Neighborhood Stability in Assignments on Graphs
Haris Aziz, Grzegorz Lisowski, Mashbat Suzuki, Jeremy Vollen
TL;DR
We study neighborhood stability in hedonic seat arrangements where $n$ agents are assigned to a graph $G=(V,E)$ with binary approvals, and agent utilities are $u_i(\pi)=\sum_{j\in N_\pi(i)} \mathbb{I}[i\rightarrow j]$. We show non-existence in general via a constructed counterexample on bipartite seat graphs, demonstrating that neighborhood stability cannot be guaranteed for all binary-preference instances. We prove existence and provide algorithms on cycles and paths: on cycles, a neighborhood-stable assignment exists for all binary profiles and can be computed in $O(n^3)$; on paths, there is a polynomial-time method yielding neighborhood stability with distance-two blocking avoidance.

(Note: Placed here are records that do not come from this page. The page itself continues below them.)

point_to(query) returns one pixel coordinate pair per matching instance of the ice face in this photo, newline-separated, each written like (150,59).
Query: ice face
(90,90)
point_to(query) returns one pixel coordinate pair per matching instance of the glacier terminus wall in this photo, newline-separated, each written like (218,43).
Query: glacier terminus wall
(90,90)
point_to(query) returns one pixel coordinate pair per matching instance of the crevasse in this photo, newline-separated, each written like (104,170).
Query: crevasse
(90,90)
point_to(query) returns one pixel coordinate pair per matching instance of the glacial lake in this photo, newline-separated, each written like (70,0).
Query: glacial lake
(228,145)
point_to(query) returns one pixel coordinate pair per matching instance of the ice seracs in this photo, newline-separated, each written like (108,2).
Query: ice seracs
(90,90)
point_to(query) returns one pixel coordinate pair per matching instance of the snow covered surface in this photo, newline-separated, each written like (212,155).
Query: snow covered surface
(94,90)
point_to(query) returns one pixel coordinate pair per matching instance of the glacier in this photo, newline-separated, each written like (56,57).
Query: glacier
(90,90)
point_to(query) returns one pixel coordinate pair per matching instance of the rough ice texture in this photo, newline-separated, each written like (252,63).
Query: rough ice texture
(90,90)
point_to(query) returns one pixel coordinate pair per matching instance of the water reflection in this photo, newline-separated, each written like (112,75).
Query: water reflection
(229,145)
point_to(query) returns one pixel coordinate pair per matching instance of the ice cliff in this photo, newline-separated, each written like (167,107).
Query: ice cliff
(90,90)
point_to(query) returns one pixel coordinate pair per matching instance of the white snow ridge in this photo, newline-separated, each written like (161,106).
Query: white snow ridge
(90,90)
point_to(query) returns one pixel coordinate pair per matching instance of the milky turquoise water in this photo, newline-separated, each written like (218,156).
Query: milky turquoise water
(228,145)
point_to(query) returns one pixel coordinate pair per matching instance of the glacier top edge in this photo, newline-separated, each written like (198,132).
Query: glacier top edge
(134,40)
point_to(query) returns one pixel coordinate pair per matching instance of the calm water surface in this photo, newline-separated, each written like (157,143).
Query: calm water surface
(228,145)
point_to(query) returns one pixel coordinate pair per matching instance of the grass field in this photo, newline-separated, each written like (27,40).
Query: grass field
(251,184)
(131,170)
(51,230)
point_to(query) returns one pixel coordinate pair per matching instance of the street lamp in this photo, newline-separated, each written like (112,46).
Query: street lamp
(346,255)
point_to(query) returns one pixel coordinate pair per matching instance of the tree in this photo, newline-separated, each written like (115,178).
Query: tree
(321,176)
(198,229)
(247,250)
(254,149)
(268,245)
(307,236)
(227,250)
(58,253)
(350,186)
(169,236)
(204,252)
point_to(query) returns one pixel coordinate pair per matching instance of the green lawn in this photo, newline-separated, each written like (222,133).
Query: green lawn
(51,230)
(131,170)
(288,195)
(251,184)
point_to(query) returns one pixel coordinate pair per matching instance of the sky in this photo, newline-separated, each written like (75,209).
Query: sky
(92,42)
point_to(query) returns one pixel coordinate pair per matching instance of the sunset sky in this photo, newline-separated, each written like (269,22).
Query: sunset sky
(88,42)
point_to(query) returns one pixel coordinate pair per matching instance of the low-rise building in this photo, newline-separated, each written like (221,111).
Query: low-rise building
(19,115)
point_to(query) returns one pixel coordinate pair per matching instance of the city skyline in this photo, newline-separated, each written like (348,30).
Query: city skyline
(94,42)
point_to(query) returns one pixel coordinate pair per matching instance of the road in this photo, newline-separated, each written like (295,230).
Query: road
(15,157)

We also present a broad sufficient condition: if the size $\gamma$ of a directed feedback vertex set of $\mathcal{P}$ satisfies $\gamma \le |L|$, where $|L|$ is the number of leaves of $G$, then a neighborhood-stable assignment exists and can be found in polynomial time; in particular, when $\gamma=0$ (i.e., $\mathcal{P}$ is acyclic) the stable assignment is computable in polynomial time.
Abstract
We study the problem of assigning agents to the vertices of a graph such that no pair of neighbors can benefit from swapping assignments -- a property we term neighborhood stability. We further assume that agents' utilities are based solely on their preferences over the assignees of adjacent vertices and that those preferences are binary. Having shown that even this very restricted setting does not guarantee neighborhood stable assignments, we focus on special cases that provide such guarantees. We show that when the graph is a cycle or a path, a neighborhood stable assignment always exists for any preference profile. Furthermore, we give a general condition under which neighborhood stable assignments always exist. For each of these results, we give a polynomial-time algorithm to compute a neighborhood stable assignment.